Today, many of you may know this as the Cone of Learning, but beware: although the cone is in fact based upon the results of Dale’s research, the percentage figures were never actually cited by Dale, and added by others after the initial investigation.

Even though the Cone of Learning that became widespread contains erroneous figures, it does represent a guideline for the most effective learning techniques that the human brain is able to acquire and store information from.

Based on the research we can see that:

  • The least effective way to learn something is to listen to a lecture on the topic or read information about it.
  • The most effective way to learn something is to teach others and use it in our own lives.

The Cone of Learning suggests why you are more likely to remember parts of a movie than you are from a book on the same topic. A film uses audio and visual aspects that the brain is more likely to store and hold available for recollection (memory).

Learning Almost Anything

After we discard the erroneous percentage figures, we still must take the cone as just a guideline — one which is subject to change depending on the learning style of the student or the studied subject. Different aspects such as what you want to remember and how often you put it into use will greatly impact how well you remember something. That being said, other things equals, the cone is a great guideline to follow to better imprint something to memory.

On that note, I thought it would be a good idea to look at the best ways to use the Cone of Learning concept, and apply it to an everyday example that we can relate to. The example I’m going to use in the following tips is looking at the best methods you could use to learn what yoga is and remember the necessary positions that are used.

  • Give a Lecture. Although receiving a lecture is one of the worst ways to remember what you are being told, giving a lecture is one of the most effective. You could go into any college or university and offer to give a lecture on the topic of yoga and the many positions that are used.
  • Write an Article. If you have a blog or a website you could spend time putting together an article on what yoga is all about and the movements that are often used in this meditative practice. Additionally, you could also create images to be used on the site to help explain the certain actions involved.
  • Make a Video. Even if you don’t have your own blog or website, there are plenty of video portals such as Youtube and Metacafe that will allow you to upload your own videos for free. This will be effective as you can teach in the lecture format but know that you are instructing to a potentially worldwide audience.
  • Discuss with Your Friends. One of the easiest teaching options that you have available to you are the members of your social circle. Wherever appropriate, bring up a topic you would like to discuss and share your wealth of knowledge on it. The more people you can discuss it with the better your ability will be to remember it in the future.
    Additionally, there are literally hundreds of ways you can discuss it online using the likes of online forums, twitter or even niche social networks.
  • Do it Yourself. It’s no use trying your best to teach others about Yoga if it’s something you aren’t interested in and don’t do yourself. If you teach people the importance of controlling their breathing, then when you are performing Yoga in your own time… make sure you are controlling your breathing. Whatever you would teach others, you need to make sure you are implementing yourself.

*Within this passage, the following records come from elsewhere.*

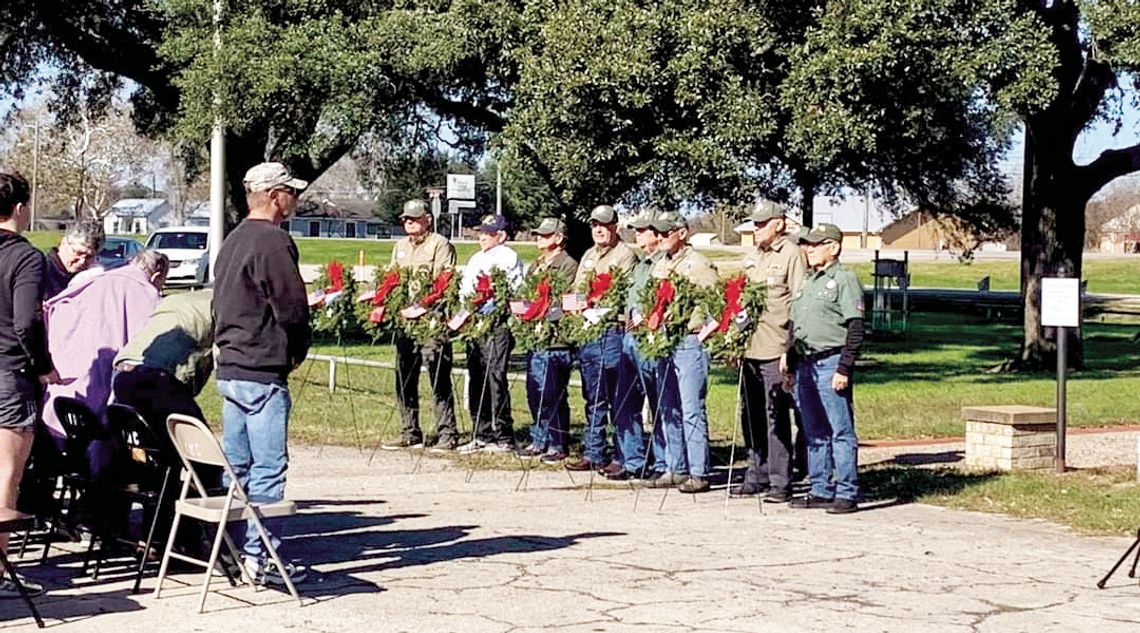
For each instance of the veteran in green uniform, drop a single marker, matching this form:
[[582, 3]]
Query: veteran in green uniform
[[548, 370], [778, 265], [599, 359], [690, 362], [828, 330], [423, 250]]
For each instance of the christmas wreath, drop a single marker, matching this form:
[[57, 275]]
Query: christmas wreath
[[665, 308], [332, 313], [486, 309], [430, 302], [377, 309], [735, 306], [602, 307], [538, 317]]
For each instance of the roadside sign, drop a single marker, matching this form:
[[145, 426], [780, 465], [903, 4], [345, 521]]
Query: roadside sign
[[461, 186]]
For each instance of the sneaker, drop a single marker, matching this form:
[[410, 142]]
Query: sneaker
[[553, 457], [811, 502], [401, 444], [694, 485], [668, 480], [776, 496], [266, 573], [749, 488], [8, 589], [581, 464], [473, 446], [444, 446], [843, 506], [498, 447], [529, 453]]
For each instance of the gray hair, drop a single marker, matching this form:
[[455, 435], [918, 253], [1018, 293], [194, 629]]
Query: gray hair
[[88, 233], [153, 262]]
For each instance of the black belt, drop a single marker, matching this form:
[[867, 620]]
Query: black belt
[[822, 354]]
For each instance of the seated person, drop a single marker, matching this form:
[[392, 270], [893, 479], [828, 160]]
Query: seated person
[[88, 323], [75, 253], [160, 372]]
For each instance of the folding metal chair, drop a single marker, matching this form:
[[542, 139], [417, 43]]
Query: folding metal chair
[[16, 521], [81, 427], [148, 475], [197, 445]]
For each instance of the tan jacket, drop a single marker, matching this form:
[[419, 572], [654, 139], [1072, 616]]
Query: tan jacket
[[781, 269], [432, 252], [618, 257], [693, 266]]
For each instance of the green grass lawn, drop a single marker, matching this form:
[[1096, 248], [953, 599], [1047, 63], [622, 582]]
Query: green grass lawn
[[1096, 501], [905, 389]]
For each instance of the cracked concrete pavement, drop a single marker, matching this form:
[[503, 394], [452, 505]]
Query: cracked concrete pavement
[[445, 549]]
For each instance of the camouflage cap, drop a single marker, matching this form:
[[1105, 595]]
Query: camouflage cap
[[643, 220], [823, 233], [765, 210], [414, 209], [550, 226], [668, 220], [493, 224], [604, 214], [270, 176]]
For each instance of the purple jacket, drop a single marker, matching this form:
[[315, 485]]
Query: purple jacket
[[87, 325]]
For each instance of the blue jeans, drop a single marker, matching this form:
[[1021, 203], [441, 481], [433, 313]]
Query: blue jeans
[[599, 362], [829, 421], [254, 429], [547, 395], [658, 383], [628, 431], [691, 363]]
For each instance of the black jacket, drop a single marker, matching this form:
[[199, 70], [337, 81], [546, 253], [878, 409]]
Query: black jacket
[[261, 311], [23, 339]]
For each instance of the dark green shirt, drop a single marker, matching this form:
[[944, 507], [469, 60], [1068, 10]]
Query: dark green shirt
[[638, 278], [177, 339], [822, 307]]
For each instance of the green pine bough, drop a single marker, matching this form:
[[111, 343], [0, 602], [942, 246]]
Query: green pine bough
[[604, 293], [542, 324]]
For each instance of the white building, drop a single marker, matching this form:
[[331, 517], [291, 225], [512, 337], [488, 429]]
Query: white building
[[136, 216]]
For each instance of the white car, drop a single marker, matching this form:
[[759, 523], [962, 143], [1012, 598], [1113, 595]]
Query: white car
[[188, 249]]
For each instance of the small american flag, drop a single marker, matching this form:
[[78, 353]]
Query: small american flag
[[573, 302]]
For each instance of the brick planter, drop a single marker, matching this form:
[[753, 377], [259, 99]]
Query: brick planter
[[1011, 437]]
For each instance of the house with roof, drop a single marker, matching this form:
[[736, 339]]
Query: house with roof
[[137, 216], [336, 218]]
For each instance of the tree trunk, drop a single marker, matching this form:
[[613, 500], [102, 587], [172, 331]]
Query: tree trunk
[[1052, 240], [807, 184]]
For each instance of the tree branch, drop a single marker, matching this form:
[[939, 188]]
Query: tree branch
[[108, 48], [1109, 165]]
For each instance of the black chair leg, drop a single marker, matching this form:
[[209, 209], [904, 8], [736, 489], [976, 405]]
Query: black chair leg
[[151, 530], [23, 592]]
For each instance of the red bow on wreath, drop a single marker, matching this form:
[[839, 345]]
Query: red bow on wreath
[[483, 290], [732, 292], [335, 276], [597, 287], [438, 287], [387, 285], [665, 293], [542, 303]]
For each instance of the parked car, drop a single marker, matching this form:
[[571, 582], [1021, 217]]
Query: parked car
[[188, 249], [117, 251]]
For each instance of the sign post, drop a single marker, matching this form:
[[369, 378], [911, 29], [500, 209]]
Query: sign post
[[1060, 308]]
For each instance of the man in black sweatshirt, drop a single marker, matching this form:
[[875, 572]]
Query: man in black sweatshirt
[[25, 365], [261, 317]]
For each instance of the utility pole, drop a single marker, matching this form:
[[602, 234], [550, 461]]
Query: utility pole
[[35, 170], [217, 161], [498, 188], [866, 214]]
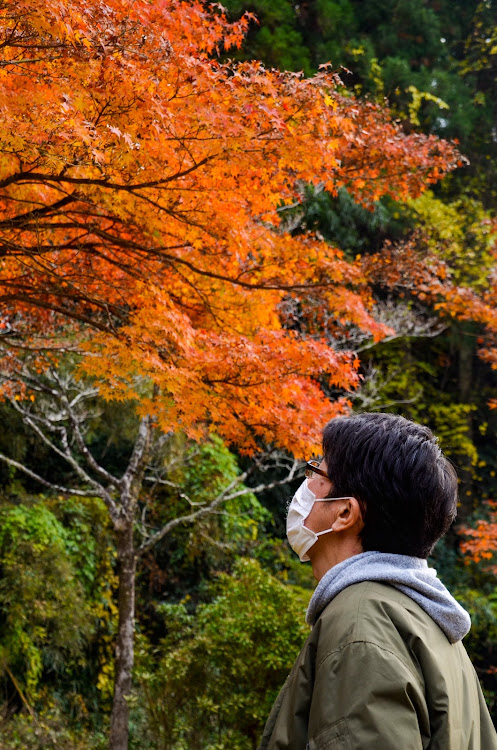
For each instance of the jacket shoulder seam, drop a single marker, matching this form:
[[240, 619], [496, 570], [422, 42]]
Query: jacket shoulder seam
[[357, 641]]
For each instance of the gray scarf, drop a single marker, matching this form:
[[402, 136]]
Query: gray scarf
[[411, 575]]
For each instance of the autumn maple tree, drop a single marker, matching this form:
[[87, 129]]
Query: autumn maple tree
[[140, 180]]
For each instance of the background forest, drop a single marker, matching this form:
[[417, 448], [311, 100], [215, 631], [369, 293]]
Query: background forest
[[220, 599]]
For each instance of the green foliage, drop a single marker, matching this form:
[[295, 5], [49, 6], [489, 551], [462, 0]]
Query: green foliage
[[196, 475], [49, 730], [461, 233], [344, 223], [213, 680], [42, 608]]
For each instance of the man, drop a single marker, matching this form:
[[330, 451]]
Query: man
[[383, 667]]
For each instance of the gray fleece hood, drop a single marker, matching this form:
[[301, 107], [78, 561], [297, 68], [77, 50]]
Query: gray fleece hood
[[411, 575]]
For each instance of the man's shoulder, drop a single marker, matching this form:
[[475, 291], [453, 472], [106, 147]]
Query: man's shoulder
[[379, 614]]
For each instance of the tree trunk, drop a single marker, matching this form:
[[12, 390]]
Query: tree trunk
[[125, 639]]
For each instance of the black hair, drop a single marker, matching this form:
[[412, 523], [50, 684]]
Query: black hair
[[395, 468]]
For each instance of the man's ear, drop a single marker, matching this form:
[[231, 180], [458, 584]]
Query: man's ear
[[349, 516]]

There are certainly more ways that you could look into teaching others and applying things into your own life. From holding classes in your house to simply creating an audio file of you speaking, see how you can apply teaching about your subject to learn more about a topic.

Exceptions to the Rule

As with most things in life, this isn’t going to apply to every single person, every single time. For example, from my research into this, it is claimed that autistic people are much more likely to learn from visual images rather than trying to teach someone else or do it themselves. Also, I know many people who have a strong preference for auditory learning over visual, for instance.

Additionally, as stated, the figures in the cone are to be used as a guideline, some people will have a high success rate at learning through teaching others while for some it may not be as successful. Generally, look at the ones which are deemed to be the most effective and try the ones which work best for you.

So, what are you going to do to improve your learning now?